Prof. Dr. Claus Bartram, Institute of Human Genetics, Dean of the Medical Faculty at the University of Heidelberg
© University Hospital Heidelberg
Women carrying BRCA1 and BRCA2 mutations also have an increased risk of developing ovarian cancer. Recently, a German group of researchers discovered another gene (RAD51C) that increases the risk of women developing hereditary breast and ovarian cancer (Meindl et al., Nature Genetics, 18. 04. 2010) during their lifetimes. Genetic tests based on these genes are not used for treatment purposes, but rather as predictive diagnostic tests that might have severe consequences on the way a woman lives her life. Therefore, such predictive diagnostic tests must only be carried out under professional supervision. German Cancer Aid has established twelve "Centres for Familial Breast and Ovarian Cancer" in Germany which offer patients and people with a family history of breast and ovarian cancer the possibility to take part in comprehensive consultations on the probability of developing these cancers, the informative value of diagnostic tests, clinical consequences and psychological problems. The Heidelberg-based Centre for Familial Breast and Ovarian Cancer involves the Heidelberg-based Women's Hospital, the Psychosomatic Hospital and the Division of Molecular Diagnostics in Familiar Cancers of the Institute of Human Genetics (Director: Prof. Dr. Claus Bartram)

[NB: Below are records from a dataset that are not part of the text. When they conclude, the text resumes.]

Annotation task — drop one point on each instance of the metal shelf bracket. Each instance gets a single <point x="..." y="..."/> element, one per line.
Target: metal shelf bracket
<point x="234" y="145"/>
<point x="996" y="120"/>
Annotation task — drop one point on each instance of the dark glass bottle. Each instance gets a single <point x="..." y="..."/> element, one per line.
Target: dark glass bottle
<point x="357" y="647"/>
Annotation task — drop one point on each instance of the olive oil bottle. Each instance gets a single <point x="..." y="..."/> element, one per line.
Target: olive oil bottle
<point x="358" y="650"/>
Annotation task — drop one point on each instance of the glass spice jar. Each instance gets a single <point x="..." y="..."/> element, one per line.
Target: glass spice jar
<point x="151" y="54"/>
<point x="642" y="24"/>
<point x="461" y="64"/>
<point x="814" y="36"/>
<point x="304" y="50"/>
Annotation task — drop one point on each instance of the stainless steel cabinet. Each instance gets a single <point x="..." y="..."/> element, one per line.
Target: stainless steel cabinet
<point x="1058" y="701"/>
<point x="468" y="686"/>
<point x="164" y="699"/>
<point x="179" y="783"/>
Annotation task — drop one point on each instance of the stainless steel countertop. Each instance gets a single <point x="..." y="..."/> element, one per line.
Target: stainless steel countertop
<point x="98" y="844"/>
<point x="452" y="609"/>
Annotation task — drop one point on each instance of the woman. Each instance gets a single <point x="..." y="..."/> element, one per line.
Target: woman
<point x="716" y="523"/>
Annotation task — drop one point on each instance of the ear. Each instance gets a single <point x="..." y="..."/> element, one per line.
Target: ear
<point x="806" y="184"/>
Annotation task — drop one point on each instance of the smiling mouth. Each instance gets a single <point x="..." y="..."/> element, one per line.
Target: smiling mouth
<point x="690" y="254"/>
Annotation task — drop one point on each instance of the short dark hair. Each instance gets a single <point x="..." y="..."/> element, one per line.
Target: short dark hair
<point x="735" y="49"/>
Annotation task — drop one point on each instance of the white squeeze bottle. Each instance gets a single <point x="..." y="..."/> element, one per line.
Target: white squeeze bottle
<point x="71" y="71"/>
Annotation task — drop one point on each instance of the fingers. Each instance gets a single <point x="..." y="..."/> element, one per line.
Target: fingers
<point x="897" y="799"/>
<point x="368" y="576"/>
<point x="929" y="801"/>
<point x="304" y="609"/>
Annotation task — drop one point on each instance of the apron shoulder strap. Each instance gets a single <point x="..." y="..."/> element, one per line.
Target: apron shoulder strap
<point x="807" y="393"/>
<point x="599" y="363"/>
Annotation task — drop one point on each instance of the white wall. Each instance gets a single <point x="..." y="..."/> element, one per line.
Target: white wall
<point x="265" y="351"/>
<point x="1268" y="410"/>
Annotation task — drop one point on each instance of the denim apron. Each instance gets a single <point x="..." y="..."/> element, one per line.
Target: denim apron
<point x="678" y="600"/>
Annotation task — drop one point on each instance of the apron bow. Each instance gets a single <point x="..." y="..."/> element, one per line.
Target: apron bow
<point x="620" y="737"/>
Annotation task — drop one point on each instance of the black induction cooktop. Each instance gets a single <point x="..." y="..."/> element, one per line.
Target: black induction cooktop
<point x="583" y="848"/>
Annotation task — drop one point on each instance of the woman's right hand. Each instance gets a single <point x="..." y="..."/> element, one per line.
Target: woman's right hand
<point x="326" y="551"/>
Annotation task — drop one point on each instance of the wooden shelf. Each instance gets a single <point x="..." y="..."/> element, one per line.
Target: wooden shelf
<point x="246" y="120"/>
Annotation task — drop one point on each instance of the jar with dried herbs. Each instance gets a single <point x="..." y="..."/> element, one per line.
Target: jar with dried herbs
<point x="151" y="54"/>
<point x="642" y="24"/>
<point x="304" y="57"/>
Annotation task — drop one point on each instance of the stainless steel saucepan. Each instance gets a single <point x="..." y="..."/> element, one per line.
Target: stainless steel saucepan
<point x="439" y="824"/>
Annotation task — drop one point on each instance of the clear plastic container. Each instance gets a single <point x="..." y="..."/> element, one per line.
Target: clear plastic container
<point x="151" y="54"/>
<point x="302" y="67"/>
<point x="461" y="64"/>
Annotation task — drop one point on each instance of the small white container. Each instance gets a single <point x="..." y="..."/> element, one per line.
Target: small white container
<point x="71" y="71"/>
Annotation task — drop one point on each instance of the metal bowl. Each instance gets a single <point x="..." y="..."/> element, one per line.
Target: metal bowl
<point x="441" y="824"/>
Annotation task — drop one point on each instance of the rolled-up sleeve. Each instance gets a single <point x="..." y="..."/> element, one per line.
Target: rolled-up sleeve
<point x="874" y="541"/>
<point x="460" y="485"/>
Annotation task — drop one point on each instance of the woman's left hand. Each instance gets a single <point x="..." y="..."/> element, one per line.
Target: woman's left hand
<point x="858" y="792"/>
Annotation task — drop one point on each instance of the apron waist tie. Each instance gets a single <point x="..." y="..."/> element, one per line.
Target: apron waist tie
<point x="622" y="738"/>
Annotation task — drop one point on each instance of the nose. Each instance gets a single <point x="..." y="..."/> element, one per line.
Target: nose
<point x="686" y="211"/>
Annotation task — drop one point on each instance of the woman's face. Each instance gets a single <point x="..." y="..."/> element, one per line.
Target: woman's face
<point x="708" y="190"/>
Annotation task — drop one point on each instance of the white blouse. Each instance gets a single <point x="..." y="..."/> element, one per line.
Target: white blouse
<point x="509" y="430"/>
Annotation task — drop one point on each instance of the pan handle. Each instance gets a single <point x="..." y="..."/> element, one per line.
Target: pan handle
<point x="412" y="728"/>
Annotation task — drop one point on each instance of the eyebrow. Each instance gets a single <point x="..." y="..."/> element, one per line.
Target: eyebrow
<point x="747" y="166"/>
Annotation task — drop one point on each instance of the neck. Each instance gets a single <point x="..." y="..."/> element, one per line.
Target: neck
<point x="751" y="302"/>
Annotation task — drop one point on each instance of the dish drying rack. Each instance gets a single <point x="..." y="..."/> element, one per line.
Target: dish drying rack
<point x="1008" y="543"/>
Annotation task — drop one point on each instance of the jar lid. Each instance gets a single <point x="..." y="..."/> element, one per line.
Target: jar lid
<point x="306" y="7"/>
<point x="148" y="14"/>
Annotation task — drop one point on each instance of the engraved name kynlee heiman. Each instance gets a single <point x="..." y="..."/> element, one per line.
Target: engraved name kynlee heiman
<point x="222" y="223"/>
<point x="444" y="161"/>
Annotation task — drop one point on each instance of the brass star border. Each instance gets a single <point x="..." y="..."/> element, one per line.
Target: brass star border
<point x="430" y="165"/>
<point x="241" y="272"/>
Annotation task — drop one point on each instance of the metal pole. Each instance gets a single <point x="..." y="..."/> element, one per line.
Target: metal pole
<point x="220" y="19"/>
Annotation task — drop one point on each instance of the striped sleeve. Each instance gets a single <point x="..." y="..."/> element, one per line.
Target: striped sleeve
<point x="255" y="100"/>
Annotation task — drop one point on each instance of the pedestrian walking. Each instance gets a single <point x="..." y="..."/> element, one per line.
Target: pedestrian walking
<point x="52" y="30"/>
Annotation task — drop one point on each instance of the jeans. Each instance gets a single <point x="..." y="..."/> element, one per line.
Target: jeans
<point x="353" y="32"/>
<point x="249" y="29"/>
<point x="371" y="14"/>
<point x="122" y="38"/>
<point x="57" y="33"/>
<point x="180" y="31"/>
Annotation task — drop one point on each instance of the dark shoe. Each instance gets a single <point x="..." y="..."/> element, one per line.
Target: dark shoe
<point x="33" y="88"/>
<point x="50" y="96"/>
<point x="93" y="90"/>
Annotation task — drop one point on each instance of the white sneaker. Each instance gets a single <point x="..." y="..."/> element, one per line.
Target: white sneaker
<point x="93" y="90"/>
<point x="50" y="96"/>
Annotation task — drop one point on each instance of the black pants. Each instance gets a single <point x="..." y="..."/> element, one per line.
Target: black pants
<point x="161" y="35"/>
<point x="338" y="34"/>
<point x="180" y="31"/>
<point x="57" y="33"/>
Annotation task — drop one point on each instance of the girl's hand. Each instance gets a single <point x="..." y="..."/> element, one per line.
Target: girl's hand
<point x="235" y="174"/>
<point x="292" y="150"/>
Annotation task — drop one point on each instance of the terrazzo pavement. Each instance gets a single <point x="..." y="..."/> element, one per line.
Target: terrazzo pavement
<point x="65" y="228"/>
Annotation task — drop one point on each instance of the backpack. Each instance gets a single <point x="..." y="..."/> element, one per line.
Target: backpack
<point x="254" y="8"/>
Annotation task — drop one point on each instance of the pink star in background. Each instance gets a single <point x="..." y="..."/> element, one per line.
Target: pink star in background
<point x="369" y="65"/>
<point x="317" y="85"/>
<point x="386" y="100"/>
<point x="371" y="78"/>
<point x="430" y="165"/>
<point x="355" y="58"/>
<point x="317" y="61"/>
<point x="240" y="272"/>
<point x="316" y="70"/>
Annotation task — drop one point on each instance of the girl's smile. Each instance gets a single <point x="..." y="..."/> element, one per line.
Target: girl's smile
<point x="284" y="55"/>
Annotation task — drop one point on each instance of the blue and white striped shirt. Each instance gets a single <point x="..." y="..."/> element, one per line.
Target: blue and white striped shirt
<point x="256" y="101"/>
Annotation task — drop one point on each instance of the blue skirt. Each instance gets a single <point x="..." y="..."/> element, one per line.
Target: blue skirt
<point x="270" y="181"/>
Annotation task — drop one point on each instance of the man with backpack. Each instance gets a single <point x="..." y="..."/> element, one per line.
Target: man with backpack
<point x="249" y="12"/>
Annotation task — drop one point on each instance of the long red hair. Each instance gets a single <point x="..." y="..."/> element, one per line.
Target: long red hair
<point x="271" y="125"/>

Causal relationship between genotype and phenotype
The “Zukunftsreport Individualisierte Medicine und Gesundheitssystem” (Report on Future Individualised Medicine and the Health System) published by the Committee for Education, Research and Technology Assessment of the German Bundestag (Official Record 16/12000 of 17th Feb. 2009) states the following: Biomarkers are objective parameters that can be used for the “assessment of normal biological processes, pathological processes, pharmacological reactions to therapeutic interventions or the assessment of reactions to preventive or other treatment interventions”. Familial breast cancer genetic tests have certain restrictions because it is still difficult to predict the effect certain mutations have on the risk of developing familial breast cancer or on the clinical symptoms.
The relationship between genotype and phenotype is a broad and largely unknown area. The chairman of the German Network of Evidence-Based Medicine, Professor Dr. David Klemperer will highlight in his welcome address to the upcoming congress in 2011: “Disease and health are the results of a unique causal mechanism involving biological, mental and social factors.” The importance of features identified by biomarkers in this causal mechanism, whether the causal factors are necessary or even adequate and whether they can offer starting points for effective interventions, still needs to be investigated.